A white dwarf star has been detected ripping an asteroid-like object to shreds. This observation now proves the hypothesis that why a white dwarf star seen to be gaining mass is not fusing heavier elements, but eating its own planets. In about 8 billion years from now, our own sun may do the same thing.
The team of astronomers, led by Andrew Vanderburg of the Harvard-Smithsonian Center for Astrophysics (CfA), had noticed several planetary pieces in orbit during their observations of the white dwarf (WD 1145+017).
Vanderburg said in a statement:
‘This is something no human has seen before — we’re watching a solar system get destroyed.’
The pieces were detected by the Kepler space telescope. The size of the planetary pieces is estimated to be around the size of the asteroid “Ceres,” which is located inside our own solar system’s main asteroid belt.
These planetary pieces have an orbit of between 4.5 and 4.9 hours, and are too small to be seen. It was the presence of their massive dust clouds, trailing them in their orbits, that helped the researchers detect them.
“It’s fascinating,” Michael Jura, an astronomer from the University of California, Los Angeles, who was not part of the discovery team, told Science Magazine. “They’ve actually caught in the act the process of some asteroid breaking into pieces, being disrupted by the white dwarf host star.”
The white dwarf is about 570 light-years away, and is in the direction of the constellation Virgo. Before becoming a white dwarf, it would have been similar to our own sun. Toward the end of its life, it would have become a red giant, and then thrown off its outer layers.
What remains is an Earth-sized core that’s called a white dwarf star. It then will generally consist of carbon and oxygen with a thin hydrogen or helium shell. Any planets that survived would find life around a white dwarf star very harsh. When a planet or asteroid drifts too close to the dwarf star, the intense tides will rip them to pieces.
For the last decade, we’ve suspected that white dwarf stars were feeding on the remains of rocky objects, and this result may be the smoking gun we’re looking for,” Fergal Mullally, staff scientist of K2 at SETI and NASA’s Ames Research Center in Moffett Field, said in a NASA release.
“However, there’s still a lot more work to be done figuring out the history of this system.”
The typical white dwarf exerts a strong gravitational pull at the surface, which, according to Science Magazine if you were to drop a rock from 1 meter high, it would hit the surface at thousands of miles per hour.
With the gravitational force as strong as this, it is expected that elements heavier than helium should be pulled beneath the star’s surface, but on many white dwarfs there is a presence of heavy elements, which suggests that asteroids are depositing elements such as silicon and iron.

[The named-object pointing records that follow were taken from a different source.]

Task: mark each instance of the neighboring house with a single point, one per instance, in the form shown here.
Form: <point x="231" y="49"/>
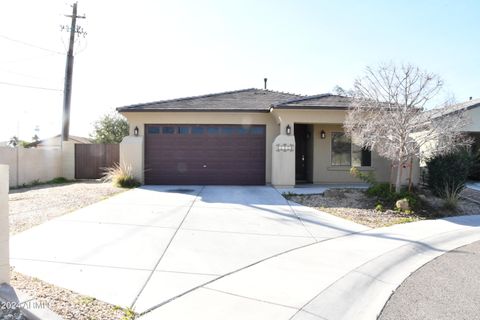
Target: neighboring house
<point x="56" y="141"/>
<point x="245" y="137"/>
<point x="473" y="112"/>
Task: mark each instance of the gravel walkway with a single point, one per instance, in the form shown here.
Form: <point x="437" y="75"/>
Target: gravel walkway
<point x="32" y="206"/>
<point x="444" y="289"/>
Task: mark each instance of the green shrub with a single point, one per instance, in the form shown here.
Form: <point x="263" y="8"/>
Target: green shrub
<point x="448" y="173"/>
<point x="368" y="177"/>
<point x="121" y="176"/>
<point x="474" y="172"/>
<point x="381" y="191"/>
<point x="58" y="180"/>
<point x="451" y="195"/>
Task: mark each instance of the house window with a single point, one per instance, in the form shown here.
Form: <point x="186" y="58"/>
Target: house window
<point x="346" y="154"/>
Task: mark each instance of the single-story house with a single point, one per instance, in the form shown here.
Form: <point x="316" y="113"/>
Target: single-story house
<point x="245" y="137"/>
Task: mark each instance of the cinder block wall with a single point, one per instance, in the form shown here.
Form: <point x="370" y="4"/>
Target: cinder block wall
<point x="28" y="165"/>
<point x="4" y="230"/>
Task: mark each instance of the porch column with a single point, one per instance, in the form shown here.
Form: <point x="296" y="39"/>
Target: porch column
<point x="4" y="227"/>
<point x="131" y="153"/>
<point x="283" y="159"/>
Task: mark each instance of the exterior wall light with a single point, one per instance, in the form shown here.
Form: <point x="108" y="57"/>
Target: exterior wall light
<point x="285" y="147"/>
<point x="288" y="130"/>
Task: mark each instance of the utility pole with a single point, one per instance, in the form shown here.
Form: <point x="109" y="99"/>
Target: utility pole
<point x="67" y="90"/>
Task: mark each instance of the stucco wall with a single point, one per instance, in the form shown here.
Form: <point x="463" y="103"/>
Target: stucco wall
<point x="4" y="230"/>
<point x="324" y="172"/>
<point x="33" y="164"/>
<point x="139" y="119"/>
<point x="474" y="115"/>
<point x="283" y="165"/>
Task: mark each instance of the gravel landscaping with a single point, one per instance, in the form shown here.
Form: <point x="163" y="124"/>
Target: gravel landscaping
<point x="355" y="205"/>
<point x="66" y="303"/>
<point x="32" y="206"/>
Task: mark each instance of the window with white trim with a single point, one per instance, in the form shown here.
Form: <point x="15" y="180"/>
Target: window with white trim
<point x="344" y="153"/>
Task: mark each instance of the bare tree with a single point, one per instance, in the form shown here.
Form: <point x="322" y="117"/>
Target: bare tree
<point x="388" y="114"/>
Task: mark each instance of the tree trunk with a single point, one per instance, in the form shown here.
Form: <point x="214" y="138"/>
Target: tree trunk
<point x="398" y="182"/>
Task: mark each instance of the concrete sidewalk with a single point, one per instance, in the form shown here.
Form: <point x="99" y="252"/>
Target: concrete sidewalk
<point x="346" y="277"/>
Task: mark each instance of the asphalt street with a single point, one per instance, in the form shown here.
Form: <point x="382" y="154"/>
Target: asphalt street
<point x="445" y="288"/>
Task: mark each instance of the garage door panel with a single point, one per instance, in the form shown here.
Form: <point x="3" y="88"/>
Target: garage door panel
<point x="236" y="157"/>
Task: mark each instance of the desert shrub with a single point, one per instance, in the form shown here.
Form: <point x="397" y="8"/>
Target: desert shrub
<point x="58" y="180"/>
<point x="368" y="177"/>
<point x="121" y="176"/>
<point x="451" y="195"/>
<point x="474" y="172"/>
<point x="383" y="191"/>
<point x="448" y="173"/>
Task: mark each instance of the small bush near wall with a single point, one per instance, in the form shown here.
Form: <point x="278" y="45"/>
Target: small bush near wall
<point x="447" y="174"/>
<point x="121" y="176"/>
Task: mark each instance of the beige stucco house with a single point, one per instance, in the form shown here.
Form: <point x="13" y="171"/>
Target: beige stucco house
<point x="245" y="137"/>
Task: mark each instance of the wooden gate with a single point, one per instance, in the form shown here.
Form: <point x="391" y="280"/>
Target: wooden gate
<point x="92" y="159"/>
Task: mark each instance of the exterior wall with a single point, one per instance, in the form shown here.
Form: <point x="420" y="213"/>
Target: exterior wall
<point x="474" y="115"/>
<point x="68" y="160"/>
<point x="283" y="172"/>
<point x="280" y="165"/>
<point x="139" y="119"/>
<point x="27" y="165"/>
<point x="324" y="172"/>
<point x="4" y="232"/>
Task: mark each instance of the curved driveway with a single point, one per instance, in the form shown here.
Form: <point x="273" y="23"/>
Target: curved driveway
<point x="230" y="253"/>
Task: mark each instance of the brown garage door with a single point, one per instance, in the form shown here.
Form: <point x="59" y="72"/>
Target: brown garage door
<point x="205" y="154"/>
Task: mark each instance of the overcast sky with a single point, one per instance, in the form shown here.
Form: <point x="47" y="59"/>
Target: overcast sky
<point x="140" y="51"/>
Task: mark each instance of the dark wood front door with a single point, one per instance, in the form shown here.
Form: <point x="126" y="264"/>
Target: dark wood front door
<point x="205" y="154"/>
<point x="301" y="132"/>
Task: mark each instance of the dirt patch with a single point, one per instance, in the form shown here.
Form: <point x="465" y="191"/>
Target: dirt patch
<point x="32" y="206"/>
<point x="355" y="205"/>
<point x="66" y="303"/>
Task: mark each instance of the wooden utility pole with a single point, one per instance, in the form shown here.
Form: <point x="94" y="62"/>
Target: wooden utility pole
<point x="67" y="89"/>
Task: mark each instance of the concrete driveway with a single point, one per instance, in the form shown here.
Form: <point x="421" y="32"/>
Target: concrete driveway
<point x="146" y="246"/>
<point x="231" y="253"/>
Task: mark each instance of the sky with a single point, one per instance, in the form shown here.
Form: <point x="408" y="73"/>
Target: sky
<point x="148" y="50"/>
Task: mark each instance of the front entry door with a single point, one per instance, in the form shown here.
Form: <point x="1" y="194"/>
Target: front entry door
<point x="301" y="137"/>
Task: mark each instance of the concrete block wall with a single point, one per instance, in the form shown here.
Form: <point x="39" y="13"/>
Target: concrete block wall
<point x="4" y="229"/>
<point x="28" y="165"/>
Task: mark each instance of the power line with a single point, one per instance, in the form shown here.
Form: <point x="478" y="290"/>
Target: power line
<point x="30" y="45"/>
<point x="27" y="86"/>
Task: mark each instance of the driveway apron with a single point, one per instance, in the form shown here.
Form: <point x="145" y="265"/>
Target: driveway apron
<point x="148" y="246"/>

“It’s like panning for gold — the heavy stuff sinks to the bottom. These metals should sink into the white dwarf’s interior where we can’t see them,” John Johnson, a co-author, explained to PHYS ORG.
Boris Gänsicke, an astronomer at the University of Warwick in England who studies heavy-element pollution in white dwarfs, but was not involved in this research, told National Geographic: “These should disappear on relatively short timescales; [because] these elements haven’t disappeared yet means they’ve been replenished relatively recently.”
Francesca Faedi, an astronomer from University of Warwick, wrote in a commentary that accompanies the study: “Future observations of evaporating planets and metal-polluted white dwarfs might even allow scientists to distinguish between material that originated in a planet’s core as opposed to its mantle.”
Scientists have said that white dwarfs that showed evidence of heavy metals had become “polluted” as they destroyed asteroids or rocky planets, but they had little to no evidence, and most of what they had was often circumstantial. Few white dwarfs that are polluted show any signs of having debris disks surrounding them, and for the ones that do, their origin has been uncertain.
This system however shows all three: A polluted white dwarf, a surrounding debris disk, and at least one compact, rocky object.
‘We now have a ‘smoking gun’ linking white dwarf pollution to the destruction of rocky planets,’
While there will be other interpretations of these observations, Gänsicke says that Vanderburg’s group is plausible. “I can’t think of an alternative explanation,” he says. “The exciting thing is that, yes, the story we’ve been developing over the past decade works the way we think it works.”
The Harvard-Smithsonian Center for Astrophysics wrote in a press release: “What is certain is that the remaining objects will not last forever. They are being vaporized by the intense heat of the white dwarf. They also are orbiting very close to the tidal radius, or distance at which gravitational tides from the white dwarf can rip apart a rocky body.
“Within the next million years or so, all that will remain of these asteroidal bits is a thin metal dusting on top of an innocent-looking white dwarf star.”
The origin of the objects orbiting the white dwarf star is still unknown, but it is likely that it was an existing planet whose orbit had become unstable when it was dragged towards the white dwarf. There are up to six dwarf planets in orbit around the star that have been spotted, each having a trailing dust field of debris.